Par un mémoire, enregistré le 17 juin 2024, M. B A déclare maintenir ses conclusions relatives à l'application des dispositions de l'article L. 761-1 du code de justice administrative.

Par une ordonnance du 31 mai 2024, la clôture d'instruction a été rouverte et fixée au 17 juin 2024.

Par une décision du 13 juin 2023, le bureau d'aide juridictionnelle a constaté la caducité des demandes d'aide juridictionnelle de M. A.

Vu :

- l'attestation de remise de carte de séjour temporaire en date du 17 mai 2024 ;

- les autres pièces du dossier.

Vu :

- le code de l'entrée et du séjour des étrangers et du droit d'asile ;

- le code de justice administrative.

Considérant ce qui suit :

Sur le non-lieu à statuer :

1. Aux termes de l'article R. 222-1 du code de justice administrative : " () les présidents de formation de jugement des tribunaux () peuvent, par ordonnance : / () 3° Constater qu'il n'y a pas lieu de statuer sur une requête ; / () / 5° Statuer sur les requêtes qui ne présentent plus à juger de questions autres que la condamnation prévue par l'article L. 761-1 ou la charge des dépens () ".

2. Il ressort des pièces du dossier que, postérieurement à l'introduction de la requête, le préfet de la Seine-Saint-Denis a délivré à M. A une carte de séjour temporaire portant la mention " étudiant " valable du 7 mai 2024 jusqu'au 6 mai 2025 et remise à l'intéressé le 17 mai 2024. La délivrance de ce titre de séjour a implicitement mais nécessairement abrogé l'arrêté litigieux du 15 mars 2023. Par suite, les conclusions du requérant tendant, d'une part, à l'annulation des décisions du préfet de la Seine-Saint-Denis du 15 mars 2023 portant refus de délivrance d'une carte de séjour temporaire, obligation de quitter le territoire français dans un délai de trente jours et fixation du pays de destination et, d'autre part, à l'injonction sous astreinte au préfet de lui délivrer une carte de séjour temporaire sont devenues sans objet.
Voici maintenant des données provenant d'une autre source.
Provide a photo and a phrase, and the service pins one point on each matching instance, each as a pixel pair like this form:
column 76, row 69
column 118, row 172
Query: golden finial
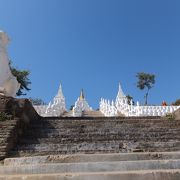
column 82, row 95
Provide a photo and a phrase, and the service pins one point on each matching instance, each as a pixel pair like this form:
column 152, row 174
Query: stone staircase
column 126, row 166
column 70, row 135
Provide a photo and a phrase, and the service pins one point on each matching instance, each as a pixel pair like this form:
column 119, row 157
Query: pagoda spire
column 60, row 91
column 82, row 97
column 120, row 92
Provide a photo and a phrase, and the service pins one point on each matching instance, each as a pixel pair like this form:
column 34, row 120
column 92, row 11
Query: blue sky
column 95, row 44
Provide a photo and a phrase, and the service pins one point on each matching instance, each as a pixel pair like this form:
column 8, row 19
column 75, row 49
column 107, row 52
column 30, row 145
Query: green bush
column 4, row 116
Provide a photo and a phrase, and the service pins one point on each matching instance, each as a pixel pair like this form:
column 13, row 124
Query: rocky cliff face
column 16, row 115
column 177, row 114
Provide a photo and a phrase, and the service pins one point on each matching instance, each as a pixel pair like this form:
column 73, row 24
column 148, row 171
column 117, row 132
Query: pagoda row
column 120, row 107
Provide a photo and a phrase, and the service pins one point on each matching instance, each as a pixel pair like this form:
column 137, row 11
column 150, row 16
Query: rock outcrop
column 19, row 113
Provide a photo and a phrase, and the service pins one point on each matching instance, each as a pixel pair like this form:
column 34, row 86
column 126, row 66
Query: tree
column 71, row 107
column 23, row 78
column 129, row 99
column 177, row 102
column 37, row 101
column 145, row 81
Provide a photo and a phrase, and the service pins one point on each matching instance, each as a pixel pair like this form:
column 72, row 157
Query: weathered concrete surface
column 79, row 158
column 91, row 167
column 177, row 114
column 130, row 175
column 98, row 135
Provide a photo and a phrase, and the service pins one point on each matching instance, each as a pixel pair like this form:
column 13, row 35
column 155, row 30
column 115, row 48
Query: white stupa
column 81, row 105
column 58, row 106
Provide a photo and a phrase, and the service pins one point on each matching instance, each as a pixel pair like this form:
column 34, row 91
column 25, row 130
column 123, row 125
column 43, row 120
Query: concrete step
column 79, row 158
column 100, row 146
column 85, row 167
column 115, row 175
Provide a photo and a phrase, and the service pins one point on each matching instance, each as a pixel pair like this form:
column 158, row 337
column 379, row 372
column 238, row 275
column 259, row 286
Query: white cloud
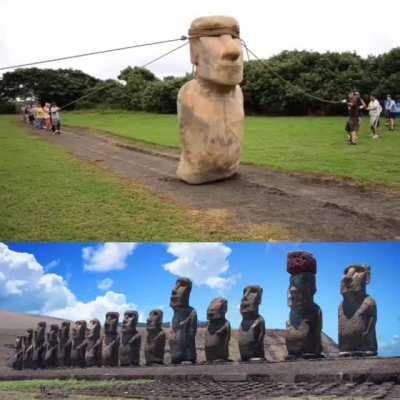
column 105, row 284
column 204, row 263
column 107, row 257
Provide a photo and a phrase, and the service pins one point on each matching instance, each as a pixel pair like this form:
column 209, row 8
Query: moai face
column 154, row 322
column 251, row 300
column 217, row 309
column 216, row 50
column 181, row 293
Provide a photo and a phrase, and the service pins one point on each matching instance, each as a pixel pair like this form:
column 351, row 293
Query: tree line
column 274, row 86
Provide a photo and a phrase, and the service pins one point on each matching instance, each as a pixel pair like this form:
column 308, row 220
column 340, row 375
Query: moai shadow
column 252, row 327
column 182, row 342
column 218, row 331
column 357, row 314
column 155, row 340
column 110, row 343
column 303, row 334
column 93, row 344
column 130, row 340
column 210, row 107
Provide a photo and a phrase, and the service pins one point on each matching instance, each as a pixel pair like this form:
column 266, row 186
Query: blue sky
column 144, row 274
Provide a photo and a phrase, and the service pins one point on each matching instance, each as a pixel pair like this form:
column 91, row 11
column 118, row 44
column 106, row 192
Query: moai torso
column 155, row 340
column 130, row 340
column 252, row 327
column 218, row 331
column 357, row 314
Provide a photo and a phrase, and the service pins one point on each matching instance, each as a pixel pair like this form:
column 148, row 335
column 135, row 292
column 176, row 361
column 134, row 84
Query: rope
column 92, row 53
column 98, row 88
column 320, row 99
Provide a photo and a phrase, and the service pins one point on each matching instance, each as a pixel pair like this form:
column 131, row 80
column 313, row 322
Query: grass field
column 297, row 144
column 47, row 195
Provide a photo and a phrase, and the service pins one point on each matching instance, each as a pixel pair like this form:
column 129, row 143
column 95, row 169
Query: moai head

Dès lors, il n'y a plus lieu d'y statuer.

Sur les frais liés au litige :

3. Il n'y a pas lieu, dans les circonstances de l'espèce, de faire droit aux conclusions de M. A présentées sur le fondement de l'article L. 761-1 du code de justice administrative.

O R D O N N E :

Article 1er : Il n'y a plus lieu de statuer sur les conclusions à fin d'annulation et d'injonction sous astreinte de la requête de M. A.

Article 2 : Le surplus des conclusions de la requête est rejeté.

Article 3 : La présente ordonnance sera notifiée à M. B A et au préfet de la Seine-Saint-Denis.

Fait à Montreuil, le 23 septembre 2024.

La présidente de la 4ème chambre,

C. DENIEL

La République mande et ordonne au préfet de la Seine-Saint-Denis en ce qui le concerne et à tous commissaires de justice à ce requis en ce qui concerne les voies de droit commun contre les parties privées, de pourvoir à l'exécution de la présente ordonnance.